Un second coup de théâtre réussit à souhait. Le « dictateur » abdiqua spontanément ; il demanda à l’empereur, au mois d’août, d’abroger la haute commission et de le décharger de son fardeau. Aux termes de l’ukase qui faisait droit à sa requête, le Président échangeait son titre d’exception contre l’appellation plus effacée de ministre de l’intérieur. Les services de haute police étaient subordonnés à son ministère. Bien entendu, ces modifications d’étiquettes n’enlevaient rien aux pouvoirs de l’homme nécessaire, pouvoirs attachés à sa personne, à son crédit sur l’esprit du souverain, et non à une qualification de fantaisie. Le public fut dupe d’une substitution de termes ; on crut à un apaisement des esprits qui permettait le retour à l’organisation régulière, on s’extasia sur le désintéressement et la modestie du ministre.
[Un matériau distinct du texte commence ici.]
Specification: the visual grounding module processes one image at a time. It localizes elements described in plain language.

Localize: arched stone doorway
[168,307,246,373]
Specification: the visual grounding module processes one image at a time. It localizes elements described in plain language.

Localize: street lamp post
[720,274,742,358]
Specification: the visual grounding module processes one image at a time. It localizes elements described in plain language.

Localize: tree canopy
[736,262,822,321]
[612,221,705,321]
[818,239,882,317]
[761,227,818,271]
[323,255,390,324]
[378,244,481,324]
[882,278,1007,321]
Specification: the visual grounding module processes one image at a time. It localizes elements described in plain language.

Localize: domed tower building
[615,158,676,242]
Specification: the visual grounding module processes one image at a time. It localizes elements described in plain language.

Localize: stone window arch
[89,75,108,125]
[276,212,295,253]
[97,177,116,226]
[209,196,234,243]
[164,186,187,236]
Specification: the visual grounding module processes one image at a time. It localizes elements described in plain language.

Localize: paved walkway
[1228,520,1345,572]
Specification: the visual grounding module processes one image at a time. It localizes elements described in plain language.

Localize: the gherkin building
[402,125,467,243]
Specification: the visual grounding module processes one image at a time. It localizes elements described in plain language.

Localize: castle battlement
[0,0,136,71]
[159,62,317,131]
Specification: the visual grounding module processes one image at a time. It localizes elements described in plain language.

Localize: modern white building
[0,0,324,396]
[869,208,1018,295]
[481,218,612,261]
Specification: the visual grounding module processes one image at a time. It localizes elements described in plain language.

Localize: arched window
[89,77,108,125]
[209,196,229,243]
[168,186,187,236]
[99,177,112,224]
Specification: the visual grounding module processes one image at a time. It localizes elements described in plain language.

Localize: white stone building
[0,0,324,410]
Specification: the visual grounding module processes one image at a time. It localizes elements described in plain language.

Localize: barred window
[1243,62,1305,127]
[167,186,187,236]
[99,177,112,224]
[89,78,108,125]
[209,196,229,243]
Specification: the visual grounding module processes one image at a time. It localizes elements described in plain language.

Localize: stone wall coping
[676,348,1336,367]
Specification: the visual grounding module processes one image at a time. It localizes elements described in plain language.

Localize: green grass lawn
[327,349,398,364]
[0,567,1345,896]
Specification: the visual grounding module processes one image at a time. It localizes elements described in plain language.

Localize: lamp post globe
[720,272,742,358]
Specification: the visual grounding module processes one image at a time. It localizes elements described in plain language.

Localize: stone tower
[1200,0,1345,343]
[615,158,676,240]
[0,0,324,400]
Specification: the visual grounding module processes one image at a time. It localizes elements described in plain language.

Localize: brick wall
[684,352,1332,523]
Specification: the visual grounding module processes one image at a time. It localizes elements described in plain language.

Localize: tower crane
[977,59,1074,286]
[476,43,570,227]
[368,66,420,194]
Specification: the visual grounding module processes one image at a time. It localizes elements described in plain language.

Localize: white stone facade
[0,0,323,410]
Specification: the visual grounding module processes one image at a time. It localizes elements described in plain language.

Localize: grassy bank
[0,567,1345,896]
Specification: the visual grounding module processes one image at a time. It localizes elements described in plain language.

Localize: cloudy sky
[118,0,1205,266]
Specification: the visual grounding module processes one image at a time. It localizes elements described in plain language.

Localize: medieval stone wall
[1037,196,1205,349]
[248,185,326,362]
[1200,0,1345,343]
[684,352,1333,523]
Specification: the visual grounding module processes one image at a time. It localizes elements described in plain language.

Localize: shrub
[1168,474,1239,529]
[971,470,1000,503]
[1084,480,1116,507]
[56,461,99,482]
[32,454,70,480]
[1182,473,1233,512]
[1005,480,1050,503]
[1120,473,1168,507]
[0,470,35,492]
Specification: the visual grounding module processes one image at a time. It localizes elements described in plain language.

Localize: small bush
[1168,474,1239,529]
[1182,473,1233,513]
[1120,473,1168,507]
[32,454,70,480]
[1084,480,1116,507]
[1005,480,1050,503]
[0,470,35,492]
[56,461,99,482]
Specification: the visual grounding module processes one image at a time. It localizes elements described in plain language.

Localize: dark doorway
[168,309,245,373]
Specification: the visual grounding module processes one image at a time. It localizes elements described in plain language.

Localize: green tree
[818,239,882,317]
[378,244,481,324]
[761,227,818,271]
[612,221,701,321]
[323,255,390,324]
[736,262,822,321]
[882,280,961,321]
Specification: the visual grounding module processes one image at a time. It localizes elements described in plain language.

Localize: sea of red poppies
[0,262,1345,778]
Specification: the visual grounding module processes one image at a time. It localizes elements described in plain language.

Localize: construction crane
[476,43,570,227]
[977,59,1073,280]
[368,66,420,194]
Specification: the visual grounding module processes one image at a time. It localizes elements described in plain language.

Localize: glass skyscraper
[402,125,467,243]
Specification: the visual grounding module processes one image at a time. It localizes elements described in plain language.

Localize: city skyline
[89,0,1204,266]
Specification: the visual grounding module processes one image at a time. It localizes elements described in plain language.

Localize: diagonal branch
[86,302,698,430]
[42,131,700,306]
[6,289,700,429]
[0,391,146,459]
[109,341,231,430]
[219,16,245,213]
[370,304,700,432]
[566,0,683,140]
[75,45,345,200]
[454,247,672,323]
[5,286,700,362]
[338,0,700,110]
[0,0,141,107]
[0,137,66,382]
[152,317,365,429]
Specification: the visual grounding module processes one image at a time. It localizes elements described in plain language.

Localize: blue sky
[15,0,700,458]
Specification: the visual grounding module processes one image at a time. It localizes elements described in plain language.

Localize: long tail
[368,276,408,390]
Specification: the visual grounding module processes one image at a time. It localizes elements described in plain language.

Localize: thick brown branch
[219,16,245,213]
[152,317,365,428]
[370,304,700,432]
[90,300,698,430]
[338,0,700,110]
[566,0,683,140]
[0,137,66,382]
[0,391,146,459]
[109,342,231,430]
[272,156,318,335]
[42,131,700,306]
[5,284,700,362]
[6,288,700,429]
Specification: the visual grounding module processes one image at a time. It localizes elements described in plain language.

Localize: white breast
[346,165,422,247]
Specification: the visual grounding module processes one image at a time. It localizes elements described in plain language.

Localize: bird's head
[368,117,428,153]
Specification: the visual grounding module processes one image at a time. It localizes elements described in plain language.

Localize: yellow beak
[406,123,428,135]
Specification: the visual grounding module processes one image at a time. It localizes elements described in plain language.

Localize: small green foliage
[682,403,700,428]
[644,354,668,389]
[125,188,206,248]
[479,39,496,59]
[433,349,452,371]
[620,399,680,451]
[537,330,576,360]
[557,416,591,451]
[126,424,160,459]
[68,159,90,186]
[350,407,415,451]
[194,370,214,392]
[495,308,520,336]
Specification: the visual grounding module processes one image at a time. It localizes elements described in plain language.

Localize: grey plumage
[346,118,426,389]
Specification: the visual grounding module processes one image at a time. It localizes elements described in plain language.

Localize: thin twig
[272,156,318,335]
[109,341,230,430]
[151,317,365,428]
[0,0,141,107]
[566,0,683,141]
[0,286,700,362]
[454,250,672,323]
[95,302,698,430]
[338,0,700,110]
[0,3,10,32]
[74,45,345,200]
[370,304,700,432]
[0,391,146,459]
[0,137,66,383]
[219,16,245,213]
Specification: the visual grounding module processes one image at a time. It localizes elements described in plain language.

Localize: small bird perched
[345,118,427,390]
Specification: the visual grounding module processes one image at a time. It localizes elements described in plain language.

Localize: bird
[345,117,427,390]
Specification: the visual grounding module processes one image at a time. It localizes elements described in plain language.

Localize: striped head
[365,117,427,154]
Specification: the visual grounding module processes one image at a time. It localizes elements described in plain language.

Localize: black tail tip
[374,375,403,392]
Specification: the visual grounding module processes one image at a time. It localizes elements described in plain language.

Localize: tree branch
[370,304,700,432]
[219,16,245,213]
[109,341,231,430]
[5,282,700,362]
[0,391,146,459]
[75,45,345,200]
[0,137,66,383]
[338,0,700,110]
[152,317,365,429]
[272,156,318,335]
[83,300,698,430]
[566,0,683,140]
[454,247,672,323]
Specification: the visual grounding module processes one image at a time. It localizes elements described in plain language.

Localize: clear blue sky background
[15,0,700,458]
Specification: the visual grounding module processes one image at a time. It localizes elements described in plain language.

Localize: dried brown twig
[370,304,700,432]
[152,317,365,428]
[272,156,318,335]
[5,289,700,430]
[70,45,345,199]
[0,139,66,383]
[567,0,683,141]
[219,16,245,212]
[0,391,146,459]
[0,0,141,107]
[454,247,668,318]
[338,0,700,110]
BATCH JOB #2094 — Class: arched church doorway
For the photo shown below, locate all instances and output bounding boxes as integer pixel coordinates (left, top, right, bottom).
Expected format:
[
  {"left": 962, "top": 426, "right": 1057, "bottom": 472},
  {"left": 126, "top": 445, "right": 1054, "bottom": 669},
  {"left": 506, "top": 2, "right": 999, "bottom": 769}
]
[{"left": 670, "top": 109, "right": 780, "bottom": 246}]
Tandis qu’il amusait les imaginations par ces changemens de décors, Loris nourrissait les espérances avec des études préliminaires qui semblaient annoncer les grandes réformes. Les commissions consultatives étaient à l’ordre du jour. Le régime défectueux des chemins de fer provoquait des plaintes nombreuses ; sa réorganisation fut confiée à une commission où l’on appela des ingénieurs, de grands industriels. La presse avait eu jusqu’alors le choix entre la censure préalable et une législation calquée sur notre décret de 1852; elle réclamait avec énergie une loi organique. Un comité de fonctionnaires, chargé d’élaborer cette loi, convoqua à ses séances des directeurs de journaux et reçut leurs dépositions. Chaque jour l’esprit inventif de Loris découvrait un nouveau dérivatif aux exigences du libéralisme. L’enquête sénatoriale fut un des plus efficaces. On choisit dans l’empire quatre grandes régions, on désigna quatre sénateurs parmi les plus capables ; on rédigea pour eux un questionnaire comprenant quarante-neuf articles, qui fournissaient le thème d’un examen général sur la condition du peuple et le fonctionnement de l’administration dans les provinces. Ces missi dominici partirent avec les plus larges pouvoirs inquisitoriaux et disciplinaires. L’enquête n’eut guère de résultats pratiques, sauf le déplacement de quelques fonctionnaires décriés ; mais les mémoires rapportés par ces hommes distingués demeurent des documens inappréciables pour l’étude de la Russie contemporaine.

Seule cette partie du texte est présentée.